Best answer by Sergei Voronichev

@Vetle Nevland Is it possible to slow down the writes with some controlled rate or reduce the number of parallel jobs?

11 replies

Mithila Jayalath
Seasoned Practitioner
Forum|alt.badge.img+8

@Vetle Nevland in order to further troubleshoot your issue, can you please provide the Cluster, Project name, and Request IDs (or some time periods where this occurrs if no request IDs are available).

 


Forum|alt.badge.img
  • Author
  • Committed
  • May 26, 2025

@Mithila Jayalath Cluster name: az-ams-sp-002. Project name: abp-dev. I didn’t store any Request ID, but the workflow started 2025-05-23 13:24:35, and failed at 2025-05-23 13:43:14.


@Vetle Nevland For further investigation: could they provide an example of the list request (payload) the jobs use?
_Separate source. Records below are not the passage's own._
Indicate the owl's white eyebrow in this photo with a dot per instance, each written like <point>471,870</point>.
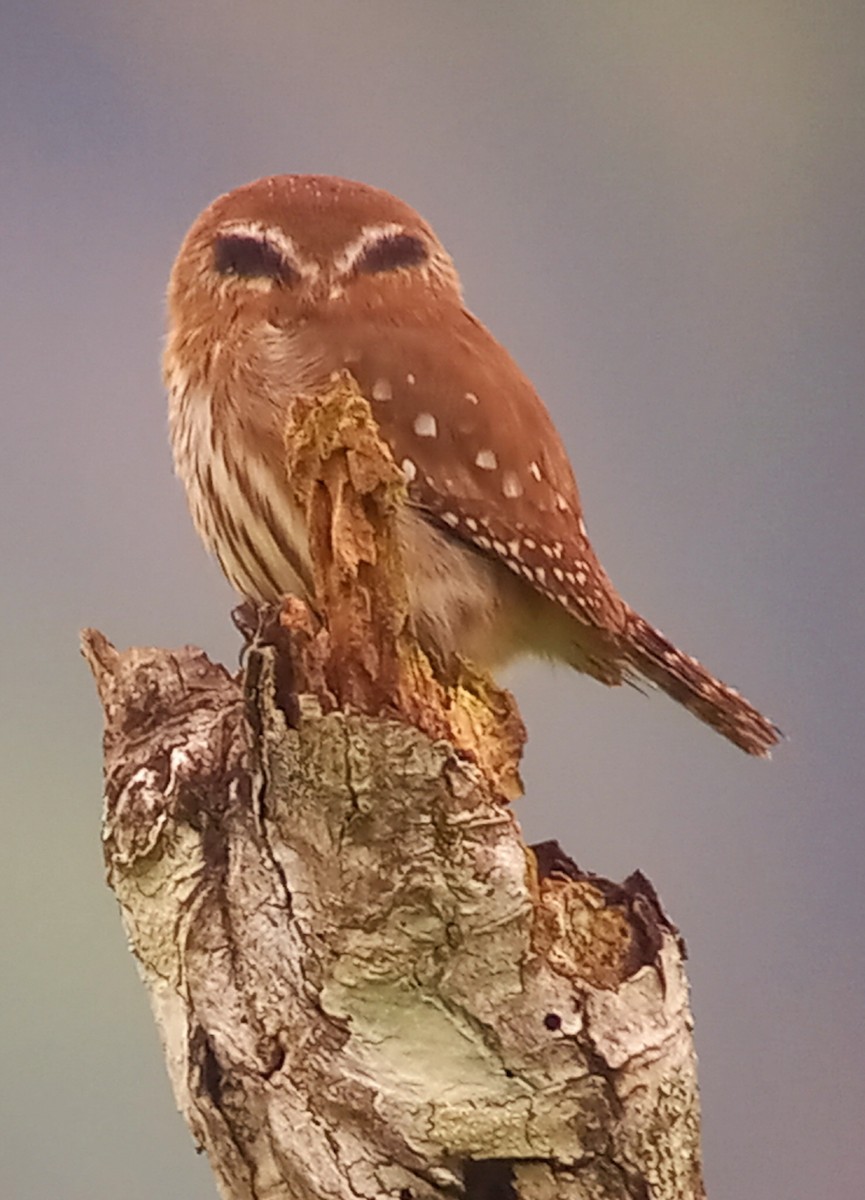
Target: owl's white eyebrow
<point>275,238</point>
<point>367,237</point>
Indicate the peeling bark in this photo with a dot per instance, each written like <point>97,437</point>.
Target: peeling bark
<point>366,984</point>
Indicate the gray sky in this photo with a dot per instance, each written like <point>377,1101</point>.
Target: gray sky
<point>658,207</point>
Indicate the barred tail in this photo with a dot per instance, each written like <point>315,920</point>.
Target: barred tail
<point>689,683</point>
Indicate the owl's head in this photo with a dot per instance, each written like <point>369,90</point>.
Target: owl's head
<point>298,244</point>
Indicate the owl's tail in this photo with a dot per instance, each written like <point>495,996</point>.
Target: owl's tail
<point>686,681</point>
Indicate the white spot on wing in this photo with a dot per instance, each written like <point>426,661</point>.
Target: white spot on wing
<point>425,425</point>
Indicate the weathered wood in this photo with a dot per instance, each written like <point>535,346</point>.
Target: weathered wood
<point>366,984</point>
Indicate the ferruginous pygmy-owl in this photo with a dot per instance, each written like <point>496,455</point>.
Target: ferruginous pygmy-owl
<point>290,279</point>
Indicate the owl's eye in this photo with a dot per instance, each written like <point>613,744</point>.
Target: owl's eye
<point>252,258</point>
<point>391,251</point>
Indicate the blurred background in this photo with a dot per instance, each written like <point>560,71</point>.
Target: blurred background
<point>659,209</point>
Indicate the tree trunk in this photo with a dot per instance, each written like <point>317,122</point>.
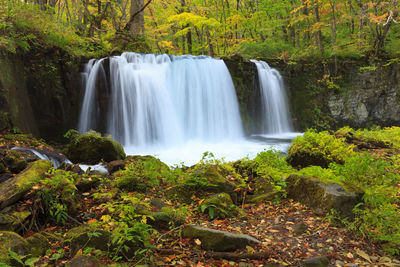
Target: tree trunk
<point>137,26</point>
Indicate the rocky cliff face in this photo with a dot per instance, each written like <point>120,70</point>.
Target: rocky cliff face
<point>40,92</point>
<point>327,95</point>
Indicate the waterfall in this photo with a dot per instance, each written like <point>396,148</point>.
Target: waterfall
<point>275,111</point>
<point>161,100</point>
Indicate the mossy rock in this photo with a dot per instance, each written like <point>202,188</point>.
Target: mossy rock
<point>220,205</point>
<point>318,149</point>
<point>202,181</point>
<point>84,184</point>
<point>142,173</point>
<point>38,245</point>
<point>87,236</point>
<point>163,218</point>
<point>92,148</point>
<point>262,198</point>
<point>14,161</point>
<point>13,221</point>
<point>14,188</point>
<point>83,261</point>
<point>323,197</point>
<point>14,242</point>
<point>2,168</point>
<point>218,240</point>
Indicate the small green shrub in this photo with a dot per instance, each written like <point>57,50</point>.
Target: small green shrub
<point>319,149</point>
<point>57,195</point>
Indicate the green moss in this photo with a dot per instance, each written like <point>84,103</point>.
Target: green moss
<point>143,172</point>
<point>92,148</point>
<point>13,189</point>
<point>319,149</point>
<point>13,221</point>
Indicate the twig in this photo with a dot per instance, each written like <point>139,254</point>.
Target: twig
<point>73,219</point>
<point>176,228</point>
<point>220,255</point>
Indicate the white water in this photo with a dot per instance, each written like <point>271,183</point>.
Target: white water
<point>56,162</point>
<point>275,109</point>
<point>176,108</point>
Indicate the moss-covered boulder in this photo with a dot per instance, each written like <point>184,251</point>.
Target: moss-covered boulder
<point>14,188</point>
<point>83,261</point>
<point>218,240</point>
<point>38,245</point>
<point>14,242</point>
<point>165,217</point>
<point>91,148</point>
<point>87,236</point>
<point>318,149</point>
<point>201,181</point>
<point>14,161</point>
<point>321,196</point>
<point>221,206</point>
<point>85,183</point>
<point>142,173</point>
<point>115,165</point>
<point>13,221</point>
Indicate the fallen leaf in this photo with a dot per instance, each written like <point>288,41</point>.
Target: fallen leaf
<point>363,255</point>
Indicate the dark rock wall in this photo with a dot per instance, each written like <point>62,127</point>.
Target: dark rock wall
<point>40,92</point>
<point>326,94</point>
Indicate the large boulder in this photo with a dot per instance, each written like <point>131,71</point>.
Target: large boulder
<point>83,261</point>
<point>14,161</point>
<point>38,244</point>
<point>84,236</point>
<point>321,196</point>
<point>220,205</point>
<point>201,181</point>
<point>14,188</point>
<point>91,148</point>
<point>14,242</point>
<point>217,240</point>
<point>318,149</point>
<point>13,220</point>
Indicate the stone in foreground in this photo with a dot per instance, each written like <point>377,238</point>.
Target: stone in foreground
<point>320,261</point>
<point>14,188</point>
<point>322,197</point>
<point>217,240</point>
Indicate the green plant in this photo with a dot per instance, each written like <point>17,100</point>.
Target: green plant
<point>57,195</point>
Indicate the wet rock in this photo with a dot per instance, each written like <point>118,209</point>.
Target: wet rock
<point>2,168</point>
<point>322,197</point>
<point>14,188</point>
<point>13,221</point>
<point>14,161</point>
<point>83,261</point>
<point>91,148</point>
<point>320,261</point>
<point>84,184</point>
<point>82,237</point>
<point>115,165</point>
<point>221,206</point>
<point>38,245</point>
<point>201,182</point>
<point>218,240</point>
<point>14,242</point>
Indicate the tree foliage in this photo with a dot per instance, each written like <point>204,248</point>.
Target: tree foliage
<point>254,28</point>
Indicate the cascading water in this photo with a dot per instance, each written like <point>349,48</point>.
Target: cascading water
<point>174,107</point>
<point>158,100</point>
<point>275,110</point>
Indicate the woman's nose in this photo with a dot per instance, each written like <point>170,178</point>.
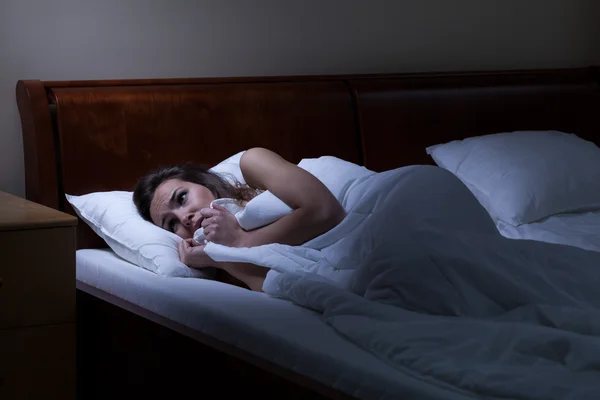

To temporary mitigate the issue: SDK timeout can be changed to 60s by setting the timeout parameter in the ClientConfig object https://cognite-sdk-python.readthedocs-hosted.com/en/latest/settings.html#client-configuration

To give the storage more “oxygen”: Is it possible to delete not used events for the projects? I see the project has 350M events in the storage now.


Forum|alt.badge.img
  • Author
  • Committed
  • May 27, 2025

@Sergei Voronichev The payload the jobs use that triggers the timeout error is: 

client.events.upsert(item=chunk, mode="patch")

where chunk is a list of `EventWrite` objects scoped to our dataset (1000 events per chunk).

We have tried increasing the timeout to 60 seconds, but experience same error.


@Vetle Nevland 
>but experience same error.
do you mean this one with `timeout=60`?

requests.exceptions.ReadTimeout: HTTPSConnectionPool(host='az-ams-sp-002.cognitedata.com', port=443): Read timed out. (read timeout=30)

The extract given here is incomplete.